Chibok-girlsThe United States on Friday said it had reduced its surveillance flights in the search for the about 219 schoolgirls abducted by Boko Haram in Chibok, Borno State, over two months ago, but added that the overall effort has not been affected due to more flights by other countries.

It also stated that it had no idea where the girls are located, noting however that there is no giving up in the efforts to locate and rescue them.

This revelation might just be an indication that the US and Nigerian military authorities are working at cross-purposes because we recall that the Chief of Defence Staff, Air Chief Marshal Alex Badeh, while addressing members of an NGO, the Citizen Initiative for Security Awareness (CISA) last month, said categorically: “The good news for parents of the girls is that we know where they are but we cannot tell you. We cannot come and tell you the military’s secret. Just leave us alone to do our work. We are working to get the girls back”.

But Pentagon spokesman, Rear Admiral John Kirby told reporters, according to Reuters that “We don’t have any better idea today than we did before about where these girls are, but there’s been no letup of the effort itself”.

Kirby said the same level of effort was being sustained now through the involvement of the international community.

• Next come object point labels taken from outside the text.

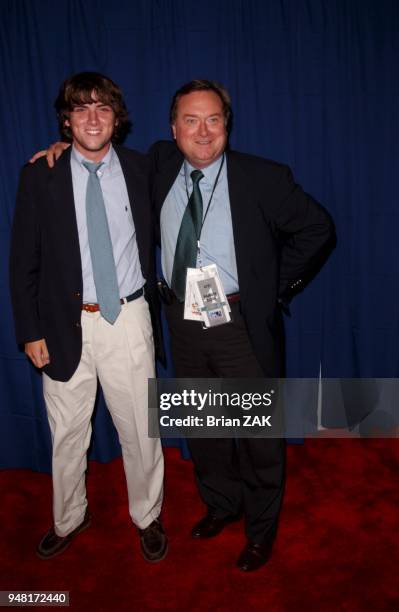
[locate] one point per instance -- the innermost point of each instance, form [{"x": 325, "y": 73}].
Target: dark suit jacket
[
  {"x": 45, "y": 263},
  {"x": 280, "y": 236}
]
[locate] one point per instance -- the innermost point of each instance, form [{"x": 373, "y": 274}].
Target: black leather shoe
[
  {"x": 210, "y": 525},
  {"x": 253, "y": 556},
  {"x": 52, "y": 544},
  {"x": 154, "y": 543}
]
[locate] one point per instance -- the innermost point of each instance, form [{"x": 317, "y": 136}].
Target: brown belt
[{"x": 129, "y": 298}]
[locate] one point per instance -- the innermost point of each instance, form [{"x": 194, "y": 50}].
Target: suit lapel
[
  {"x": 239, "y": 192},
  {"x": 63, "y": 206},
  {"x": 165, "y": 179}
]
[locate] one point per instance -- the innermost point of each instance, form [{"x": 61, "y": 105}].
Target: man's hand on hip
[{"x": 37, "y": 352}]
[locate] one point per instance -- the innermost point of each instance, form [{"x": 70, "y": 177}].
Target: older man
[{"x": 246, "y": 205}]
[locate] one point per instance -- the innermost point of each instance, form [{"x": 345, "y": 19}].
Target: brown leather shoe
[
  {"x": 154, "y": 543},
  {"x": 253, "y": 556},
  {"x": 52, "y": 544},
  {"x": 210, "y": 526}
]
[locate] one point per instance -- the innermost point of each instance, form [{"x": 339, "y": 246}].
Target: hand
[
  {"x": 37, "y": 352},
  {"x": 52, "y": 153}
]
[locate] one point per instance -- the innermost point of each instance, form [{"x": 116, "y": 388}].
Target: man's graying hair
[{"x": 203, "y": 85}]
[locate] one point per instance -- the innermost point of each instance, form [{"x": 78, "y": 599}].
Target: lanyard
[{"x": 209, "y": 201}]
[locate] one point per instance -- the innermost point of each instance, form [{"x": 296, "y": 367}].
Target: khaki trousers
[{"x": 121, "y": 356}]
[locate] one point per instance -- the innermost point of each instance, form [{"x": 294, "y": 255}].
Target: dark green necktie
[{"x": 186, "y": 246}]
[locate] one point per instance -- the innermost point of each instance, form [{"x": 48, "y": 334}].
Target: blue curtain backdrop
[{"x": 314, "y": 84}]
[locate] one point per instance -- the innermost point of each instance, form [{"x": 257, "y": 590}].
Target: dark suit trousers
[{"x": 232, "y": 475}]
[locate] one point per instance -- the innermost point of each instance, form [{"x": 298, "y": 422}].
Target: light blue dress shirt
[
  {"x": 120, "y": 222},
  {"x": 217, "y": 241}
]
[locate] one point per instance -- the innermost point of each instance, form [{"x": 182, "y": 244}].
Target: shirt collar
[
  {"x": 107, "y": 160},
  {"x": 210, "y": 172}
]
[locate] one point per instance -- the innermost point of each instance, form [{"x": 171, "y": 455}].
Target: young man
[{"x": 81, "y": 260}]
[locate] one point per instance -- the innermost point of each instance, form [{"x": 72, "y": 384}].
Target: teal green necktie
[
  {"x": 102, "y": 256},
  {"x": 189, "y": 233}
]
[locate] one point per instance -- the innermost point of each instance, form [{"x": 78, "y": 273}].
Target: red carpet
[{"x": 337, "y": 547}]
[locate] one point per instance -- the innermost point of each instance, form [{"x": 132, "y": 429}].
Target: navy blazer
[
  {"x": 281, "y": 237},
  {"x": 45, "y": 263}
]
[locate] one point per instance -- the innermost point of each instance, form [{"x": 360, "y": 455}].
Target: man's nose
[
  {"x": 93, "y": 116},
  {"x": 203, "y": 128}
]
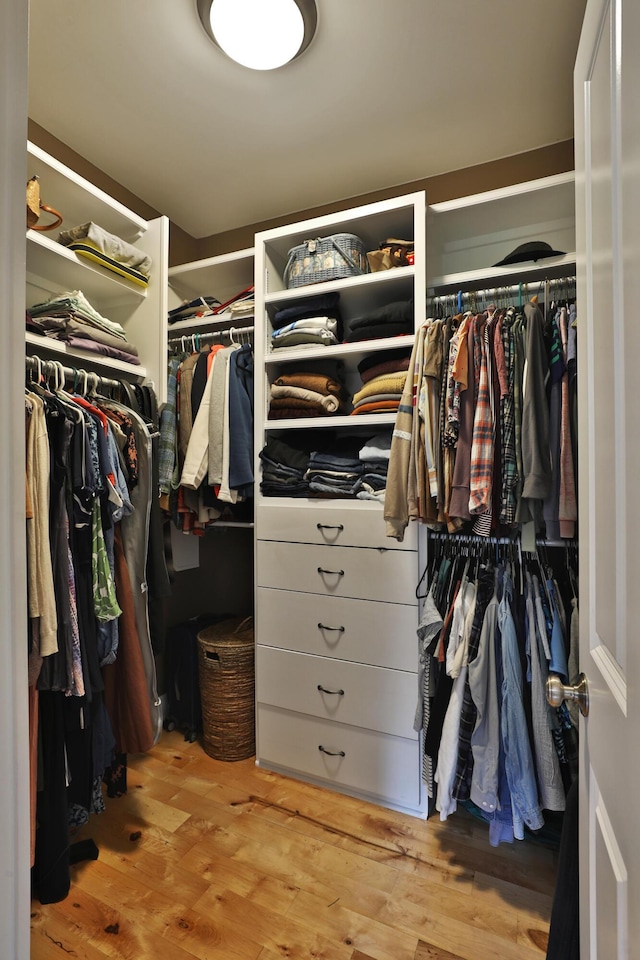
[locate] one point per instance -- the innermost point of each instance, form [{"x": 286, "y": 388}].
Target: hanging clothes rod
[
  {"x": 496, "y": 292},
  {"x": 194, "y": 340},
  {"x": 48, "y": 368},
  {"x": 474, "y": 539}
]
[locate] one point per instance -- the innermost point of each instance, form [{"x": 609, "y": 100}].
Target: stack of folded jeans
[
  {"x": 315, "y": 320},
  {"x": 283, "y": 470},
  {"x": 336, "y": 471},
  {"x": 374, "y": 456},
  {"x": 304, "y": 394},
  {"x": 391, "y": 320}
]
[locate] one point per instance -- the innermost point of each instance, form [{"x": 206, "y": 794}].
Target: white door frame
[{"x": 14, "y": 727}]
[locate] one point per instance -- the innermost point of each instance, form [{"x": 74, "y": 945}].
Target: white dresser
[{"x": 337, "y": 657}]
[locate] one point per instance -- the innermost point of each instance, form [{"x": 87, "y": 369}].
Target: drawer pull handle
[{"x": 331, "y": 753}]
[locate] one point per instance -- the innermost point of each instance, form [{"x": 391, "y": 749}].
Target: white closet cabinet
[
  {"x": 53, "y": 269},
  {"x": 336, "y": 610},
  {"x": 467, "y": 236}
]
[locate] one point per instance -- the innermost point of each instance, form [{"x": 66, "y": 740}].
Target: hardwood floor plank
[
  {"x": 205, "y": 860},
  {"x": 426, "y": 951},
  {"x": 291, "y": 937},
  {"x": 168, "y": 916},
  {"x": 361, "y": 932}
]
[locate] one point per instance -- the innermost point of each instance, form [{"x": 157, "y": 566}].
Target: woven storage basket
[
  {"x": 226, "y": 665},
  {"x": 326, "y": 258}
]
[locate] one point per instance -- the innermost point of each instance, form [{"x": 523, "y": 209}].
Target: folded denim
[
  {"x": 323, "y": 303},
  {"x": 298, "y": 338},
  {"x": 330, "y": 403}
]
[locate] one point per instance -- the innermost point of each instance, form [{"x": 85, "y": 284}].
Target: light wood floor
[{"x": 222, "y": 860}]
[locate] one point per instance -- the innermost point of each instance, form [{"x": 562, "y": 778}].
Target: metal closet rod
[
  {"x": 553, "y": 284},
  {"x": 47, "y": 368},
  {"x": 195, "y": 339},
  {"x": 474, "y": 539}
]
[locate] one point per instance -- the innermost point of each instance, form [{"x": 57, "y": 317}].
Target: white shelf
[
  {"x": 210, "y": 322},
  {"x": 470, "y": 234},
  {"x": 220, "y": 277},
  {"x": 502, "y": 276},
  {"x": 398, "y": 276},
  {"x": 354, "y": 351},
  {"x": 78, "y": 200},
  {"x": 52, "y": 268},
  {"x": 48, "y": 346},
  {"x": 328, "y": 423}
]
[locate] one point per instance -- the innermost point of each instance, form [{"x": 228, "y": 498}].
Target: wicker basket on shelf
[{"x": 226, "y": 665}]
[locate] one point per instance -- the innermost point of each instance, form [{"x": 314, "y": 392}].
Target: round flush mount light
[{"x": 260, "y": 34}]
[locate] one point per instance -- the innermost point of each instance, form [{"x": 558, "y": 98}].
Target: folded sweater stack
[
  {"x": 390, "y": 320},
  {"x": 383, "y": 378},
  {"x": 315, "y": 321},
  {"x": 70, "y": 317},
  {"x": 304, "y": 394}
]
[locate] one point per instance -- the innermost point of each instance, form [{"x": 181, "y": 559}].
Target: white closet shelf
[
  {"x": 362, "y": 348},
  {"x": 511, "y": 193},
  {"x": 311, "y": 423},
  {"x": 502, "y": 276},
  {"x": 47, "y": 345},
  {"x": 210, "y": 322},
  {"x": 78, "y": 200},
  {"x": 398, "y": 276},
  {"x": 221, "y": 276},
  {"x": 52, "y": 267}
]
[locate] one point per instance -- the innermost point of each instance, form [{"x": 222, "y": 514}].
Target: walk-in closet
[{"x": 320, "y": 532}]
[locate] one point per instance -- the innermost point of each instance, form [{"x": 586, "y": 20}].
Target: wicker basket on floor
[{"x": 226, "y": 666}]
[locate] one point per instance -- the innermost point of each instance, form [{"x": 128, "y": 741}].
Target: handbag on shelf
[
  {"x": 391, "y": 253},
  {"x": 35, "y": 206},
  {"x": 335, "y": 257}
]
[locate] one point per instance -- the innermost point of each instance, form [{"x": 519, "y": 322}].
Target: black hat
[{"x": 535, "y": 250}]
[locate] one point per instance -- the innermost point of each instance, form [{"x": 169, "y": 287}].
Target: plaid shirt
[
  {"x": 481, "y": 474},
  {"x": 508, "y": 499},
  {"x": 167, "y": 454}
]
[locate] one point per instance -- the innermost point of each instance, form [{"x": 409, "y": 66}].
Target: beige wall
[{"x": 543, "y": 162}]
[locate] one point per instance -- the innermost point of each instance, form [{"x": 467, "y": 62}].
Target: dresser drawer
[
  {"x": 355, "y": 693},
  {"x": 366, "y": 631},
  {"x": 387, "y": 575},
  {"x": 336, "y": 523},
  {"x": 383, "y": 767}
]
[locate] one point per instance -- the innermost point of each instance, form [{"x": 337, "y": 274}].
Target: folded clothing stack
[
  {"x": 383, "y": 378},
  {"x": 283, "y": 469},
  {"x": 188, "y": 309},
  {"x": 71, "y": 318},
  {"x": 391, "y": 320},
  {"x": 93, "y": 242},
  {"x": 304, "y": 394},
  {"x": 374, "y": 456},
  {"x": 336, "y": 471},
  {"x": 315, "y": 320}
]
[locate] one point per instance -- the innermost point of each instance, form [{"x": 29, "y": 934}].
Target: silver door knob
[{"x": 557, "y": 692}]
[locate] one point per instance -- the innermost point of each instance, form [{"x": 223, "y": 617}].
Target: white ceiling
[{"x": 390, "y": 91}]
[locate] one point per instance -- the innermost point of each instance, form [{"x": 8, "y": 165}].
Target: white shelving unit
[
  {"x": 336, "y": 612},
  {"x": 467, "y": 236},
  {"x": 53, "y": 269}
]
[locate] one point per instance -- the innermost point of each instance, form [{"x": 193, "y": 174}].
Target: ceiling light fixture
[{"x": 260, "y": 34}]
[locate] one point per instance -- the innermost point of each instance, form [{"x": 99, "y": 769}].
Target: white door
[
  {"x": 14, "y": 742},
  {"x": 607, "y": 120}
]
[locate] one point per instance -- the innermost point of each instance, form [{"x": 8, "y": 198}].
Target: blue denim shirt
[{"x": 519, "y": 763}]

The Pentagon spokesman, however, denied a suggestion that US flights over Nigeria had been reduced to accommodate increased US surveillance over Iraq, where Washington is flying unmanned and manned aircraft to gather intelligence about Sunni insurgents.

He noted that some of the resources that were being used in Nigeria had been diverted from other missions in Africa and could now be used elsewhere on the continent.

US military personnel are in Abuja helping to coordinate the effort to rescue the abducted girls while some 80 others were deployed to Chad last month to support the surveillance operation.

Chad shares border with Nigeria on the North-East, specifically, Borno, which is regarded as Boko Haram’s stronghold.

In the last month, US officials had downplayed expectations about a swift rescue of the girls and stressed the limitations of intelligence from surveillance flights.

One US official particularly raised concerns that the insurgents might have booby-trapped areas where the girls could be held, and there had been reports that they might have been split up into groups as against being held in one place.

The defence official said surveillance alone would not lead to a resolution noting that “It will take the Nigerian piece of the equation with their own sources and human intelligence coupled with the other forms to really understand the picture”.